1. ## Orthogonal vectors

Find a vector $\displaystyle (w_1,w_2,w_3,...)$ that is orthogonal to $\displaystyle v=(1,\frac{1}{2},\frac{1}{4},...)$. Compute its length $\displaystyle ||w||$.

2. Originally Posted by alexmahone
Find a vector $\displaystyle (w_1,w_2,w_3,...)$ that is orthogonal to $\displaystyle v=(1,\frac{1}{2},\frac{1}{4},...)$. Compute its length $\displaystyle ||w||$.

Orthogonal...in what vector space and with respect to what inner product??

Tonio

3. Originally Posted by tonio
Orthogonal...in what vector space and with respect to what inner product??

Tonio
Hilbert space with respect to dot product.

4. Originally Posted by alexmahone
Hilbert space with respect to dot product.

There are infinite Hilbert spaces ( to add "with inner product" is futile: ANY Hilbert space is a vector space with an inner product). I can think of at least

two different Hilbert spaces with their inner products to which your vector belongs, so again: what vector space with what iiner product?

Tonio

5. Originally Posted by tonio
There are infinite Hilbert spaces ( to add "with inner product" is futile: ANY Hilbert space is a vector space with an inner product).
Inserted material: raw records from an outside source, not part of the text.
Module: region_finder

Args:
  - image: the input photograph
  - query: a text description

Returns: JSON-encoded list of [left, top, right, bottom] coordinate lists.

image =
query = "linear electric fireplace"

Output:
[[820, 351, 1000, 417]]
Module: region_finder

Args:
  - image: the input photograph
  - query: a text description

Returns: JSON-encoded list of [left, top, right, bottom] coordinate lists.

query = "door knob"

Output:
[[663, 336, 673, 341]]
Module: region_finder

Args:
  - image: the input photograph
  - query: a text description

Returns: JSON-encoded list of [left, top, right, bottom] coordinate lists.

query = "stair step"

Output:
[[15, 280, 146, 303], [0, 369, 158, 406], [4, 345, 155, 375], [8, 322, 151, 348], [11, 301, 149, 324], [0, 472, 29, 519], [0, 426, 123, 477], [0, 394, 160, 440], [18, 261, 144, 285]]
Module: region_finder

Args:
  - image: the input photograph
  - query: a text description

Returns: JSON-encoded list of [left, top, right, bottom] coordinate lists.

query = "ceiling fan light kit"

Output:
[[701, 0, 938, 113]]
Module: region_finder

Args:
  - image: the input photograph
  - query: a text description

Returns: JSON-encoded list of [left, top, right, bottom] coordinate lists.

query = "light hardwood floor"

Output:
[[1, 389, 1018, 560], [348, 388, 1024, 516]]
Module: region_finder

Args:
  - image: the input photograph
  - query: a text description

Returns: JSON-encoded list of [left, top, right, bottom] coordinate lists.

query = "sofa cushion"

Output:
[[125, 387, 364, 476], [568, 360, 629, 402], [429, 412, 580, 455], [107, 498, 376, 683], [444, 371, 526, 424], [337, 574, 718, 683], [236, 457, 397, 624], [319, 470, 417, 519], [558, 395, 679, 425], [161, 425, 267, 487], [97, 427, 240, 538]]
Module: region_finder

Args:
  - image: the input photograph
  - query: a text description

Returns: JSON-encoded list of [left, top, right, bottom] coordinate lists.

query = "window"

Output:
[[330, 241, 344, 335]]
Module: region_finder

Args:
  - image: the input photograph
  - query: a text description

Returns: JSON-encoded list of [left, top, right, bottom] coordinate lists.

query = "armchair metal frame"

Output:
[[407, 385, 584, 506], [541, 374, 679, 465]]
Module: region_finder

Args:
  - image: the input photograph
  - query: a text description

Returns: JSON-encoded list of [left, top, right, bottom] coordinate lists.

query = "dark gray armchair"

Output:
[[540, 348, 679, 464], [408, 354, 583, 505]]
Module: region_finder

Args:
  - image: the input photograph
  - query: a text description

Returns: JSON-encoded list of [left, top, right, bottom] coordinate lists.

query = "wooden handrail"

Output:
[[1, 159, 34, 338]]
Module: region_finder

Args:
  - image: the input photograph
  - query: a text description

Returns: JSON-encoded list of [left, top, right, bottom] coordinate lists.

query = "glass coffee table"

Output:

I can think of at least

two different Hilbert spaces with their inner products to which your vector belongs, so again: what vector space with what iiner product?

Tonio
I think the question merely requires us to find $\displaystyle w_1,w_2,w_3,...$ such that $\displaystyle w_1+\frac{w_2}{2}+\frac{w_3}{4}+...=0$.

6. Originally Posted by alexmahone
I think the question merely requires us to find $\displaystyle w_1,w_2,w_3,...$ such that $\displaystyle w_1+\frac{w_2}{2}+\frac{w_3}{4}+...=0$.

That's what I also thought, but then you already know what to look for......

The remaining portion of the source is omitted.